ETIKA
BUANG HAJAT (2)
Oleh
: Masnun Tholab
www.masnuntholab.blogspot.com
Shalawat dan salam semoga senantiasa Allah
limpahkan kepada Nabi Muhammad Shallallaahu ’alaihi wasallam beserta keluarga
dan para sahabatnya.
Ada beberapa adab atau etika yang perlu
diperhatikan bagi orang yang mau buang hajat.
Dari Abi
Hurairah dari Rasulullah Shallallaahu ’alaihi wasallam , ia berkata:
إذَا جَلَسَ أَحَدُكُمْ لِحَاجَتِهِ فَلا يَسْتَقْبِلْ
الْقِبْلَةَ وَلا يَسْتَدْبِرْهَا
“Apabila salah seorang di antara kamu duduk
untuk hajatnya, maka janganlah menghadap kiblat dan janganlah membelakanginya. ”

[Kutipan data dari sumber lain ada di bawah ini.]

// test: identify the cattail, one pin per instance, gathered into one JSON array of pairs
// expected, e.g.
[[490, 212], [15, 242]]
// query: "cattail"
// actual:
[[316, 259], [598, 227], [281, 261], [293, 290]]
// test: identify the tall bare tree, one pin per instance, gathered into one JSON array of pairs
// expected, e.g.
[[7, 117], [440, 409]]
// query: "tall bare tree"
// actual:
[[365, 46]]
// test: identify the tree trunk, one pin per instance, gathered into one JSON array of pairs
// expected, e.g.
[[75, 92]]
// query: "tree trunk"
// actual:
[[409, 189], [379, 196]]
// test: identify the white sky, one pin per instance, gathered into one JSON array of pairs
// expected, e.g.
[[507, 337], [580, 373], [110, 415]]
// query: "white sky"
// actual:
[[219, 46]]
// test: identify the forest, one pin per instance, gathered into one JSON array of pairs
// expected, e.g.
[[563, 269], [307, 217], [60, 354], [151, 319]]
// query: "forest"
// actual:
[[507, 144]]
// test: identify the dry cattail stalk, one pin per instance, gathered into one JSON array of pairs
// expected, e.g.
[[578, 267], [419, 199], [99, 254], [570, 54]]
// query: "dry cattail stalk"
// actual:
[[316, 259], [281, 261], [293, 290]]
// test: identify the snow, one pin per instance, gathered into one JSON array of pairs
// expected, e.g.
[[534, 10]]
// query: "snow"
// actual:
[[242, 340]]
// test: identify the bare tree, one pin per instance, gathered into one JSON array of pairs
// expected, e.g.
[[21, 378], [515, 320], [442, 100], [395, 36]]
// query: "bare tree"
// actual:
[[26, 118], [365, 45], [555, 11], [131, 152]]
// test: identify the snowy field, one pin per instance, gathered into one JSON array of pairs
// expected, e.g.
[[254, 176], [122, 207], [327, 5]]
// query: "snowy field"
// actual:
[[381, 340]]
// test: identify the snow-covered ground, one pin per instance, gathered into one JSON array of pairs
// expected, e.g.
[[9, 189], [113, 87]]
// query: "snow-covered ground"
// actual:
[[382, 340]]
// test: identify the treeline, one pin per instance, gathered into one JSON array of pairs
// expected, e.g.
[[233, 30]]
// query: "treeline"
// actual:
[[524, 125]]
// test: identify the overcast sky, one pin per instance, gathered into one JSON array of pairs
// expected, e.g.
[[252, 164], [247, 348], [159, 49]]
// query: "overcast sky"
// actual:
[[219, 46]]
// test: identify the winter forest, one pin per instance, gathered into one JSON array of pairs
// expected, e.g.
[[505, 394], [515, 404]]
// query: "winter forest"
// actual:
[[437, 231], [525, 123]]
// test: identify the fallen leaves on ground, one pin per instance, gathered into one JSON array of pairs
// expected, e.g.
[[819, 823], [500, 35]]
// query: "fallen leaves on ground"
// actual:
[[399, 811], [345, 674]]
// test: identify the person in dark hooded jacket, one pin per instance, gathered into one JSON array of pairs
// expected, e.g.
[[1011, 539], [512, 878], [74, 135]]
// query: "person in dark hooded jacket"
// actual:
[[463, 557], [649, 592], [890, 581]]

(HR Ahmad dan Muslim, Hadits
No. 128 )
.
Dan di dalam
riwayat Imam yang lima kecuali Tirmidzi, ia bersabda:
«إنَّمَا
أَنَا لَكُمْ بِمَنْزِلَةِ الْوَالِدِ أُعَلِّمُكُمْ فَإِذَا أَتَى أَحَدُكُمْ
الْغَائِطَ فَلا يَسْتَقْبِلُ الْقِبْلَةَ وَلا يَسْتَدْبِرْهَا وَلا يَسْتَطِبْ بِيَمِينِهِ» . وَكَانَ يَأْمُرُ بِثَلاثَةِ
أَحْجَارٍ وَيَنْهَى عَنْ الرَّوْثَةِ. وَالرِّمَّةِ وَلَيْسَ لأَحْمَدَ فِيهِ
الأَمْرُ بِالأَحْجَارِ.
“Sebenarnya aku terhadap kamu adalah
berkedudukan sebagai ayah, yang mengajar kamu, maka apabila salah seorang di antara
kamu buang air besar, maka janganlah menghadap kiblat dan janganlah membelakanginya, dan janganlah membersihkan setelah buang
air besar dengan tangan kanannya. Dan adalah ia (Nabi Shallallaahu ’alaihi wasallam ) memerintahkan hal tersebut dengan tiga buah
batu, dan melarang dengan kotoran hewan dan tulang”. Dan bagi
riwayat Ahmad tidak
ada di dalamnya perintah dengan (tiga buah) batu. (Hadits No. 129 )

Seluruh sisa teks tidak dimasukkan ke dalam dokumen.